Beachcombing 101 – How to salvage valuable wood from any beach.


Shake Block Cutter – – Helicopter Timber Salvage – Tales from the Frontlines

Welcome to beach combing 101. We will be salvaging driftwood from beaches and making it into valuable roofing products; western red cedar shakes. Not all of the driftwood on a beach is good for making handsplit cedar shakes. We will have to search through it, identifying the different tree species, and selecting only the red cedar. Not only that, but we must find pieces of red cedar, known as slabs, that are strips of very large cedar trees. This will give us the quality of wood that is needed for the making of handsplit shakes.
All of the driftwood behind me, on this beach, is the result of logging. Trees are harvested, transported to the ocean, then through the ocean via log booms or log carrying barges. Occasionally this harvested wood slips out of the log boom or, or falls off the log carrying barge, floats around at the whim of the tide and currents, and finally ends up here. On the beach.
As you can see behind me that driftwood comes in all shapes and sizes. Much of it is ground up on the beach from the constant wave action. This makes some of it difficult to identify. Some has been here for years, while other wood is just arriving now. The extreme high tides of winter shifts wood from one beach to another.

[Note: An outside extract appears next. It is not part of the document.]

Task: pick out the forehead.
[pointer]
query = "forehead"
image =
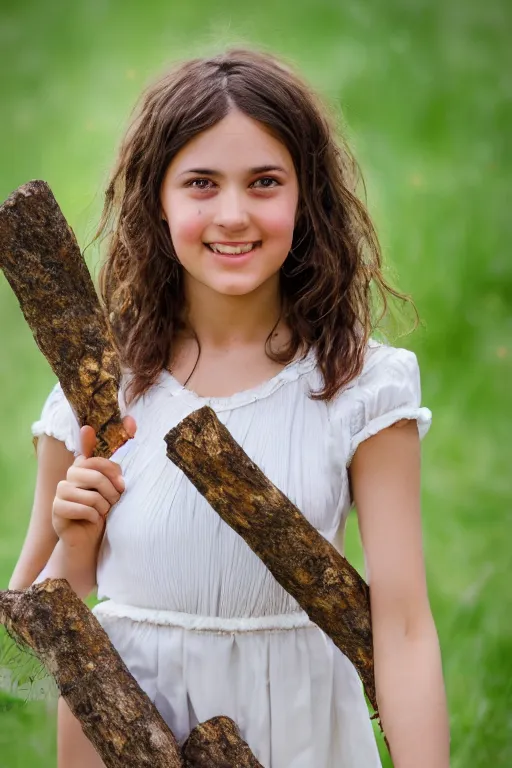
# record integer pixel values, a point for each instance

A rocky or pebble beach is preferred as embedded sand from a sandy beach can make chainsawing the driftwood difficult. Some beaches contain a large amount of salvageable wood, others contain none. Much of it is luck, and whether someone else has salvaged the beach before you got there.
This item may or may not be western red cedar. When salvaging it I will cut into it and sample the smell of the wood to be sure. Showing a wide grain and a few knots, this item does not look too promising. I may be able to get two twenty-four inch slices from it, between the knots and other defects.
This item is certainly western red cedar and is a short slab from a very large tree. One end is slightly checked, or cracked, but the other shows signs of promise. Before cutting I will lift it from the sand and remove any chainsaw dulling sand and gravel.
When beach combing one does not only find driftwood. All sorts of floating debris washes up on beaches, such as this piece of styro foam and this bouncy ball. I am sure you have heard of the rash of human feet inside shoes that have been washing up on beaches in the area around Vancouver, BC, Canada. Much of what you find is simply garbage, but sometimes you get lucky, or unlucky in the case of the human feet.
This item, the most promising yet on this beach, is typical of what we are looking for. It may look like a small tree but in reality it is a strip of a cedar tree that could be over 1000 years old. Virtually free of defects, this piece will almost certainly yield an adequate amount of fine handsplit cedar shakes.
This fine specimen is long, straight and free of defects. Unfortunately it is yellow cedar, or sometimes known as cypress. Yellow cedar only grows at higher altitudes and is most likely from the central Vancouver island region. Generally stringy and tough to split, this piece is better suited to be cut up into lumber using a band saw mill. The rope attached indicates that it has already been claimed by another beach comber. The unwritten rule clearly states that if a rope is attached, holding it to the shore, the piece is already spoken for. The logistics of getting this piece to a saw mill is far more difficult than salvaging the small and easy to handle cedar blocks used when producing hand split shakes. When trying to tell the difference between red and yellow cedar, remember this; sometimes red cedar can appear yellowish. If its yellow and you cant tell the difference, then its red cedar. Yellow cedar is a very distinctive yellow and cannot be confused with red cedar.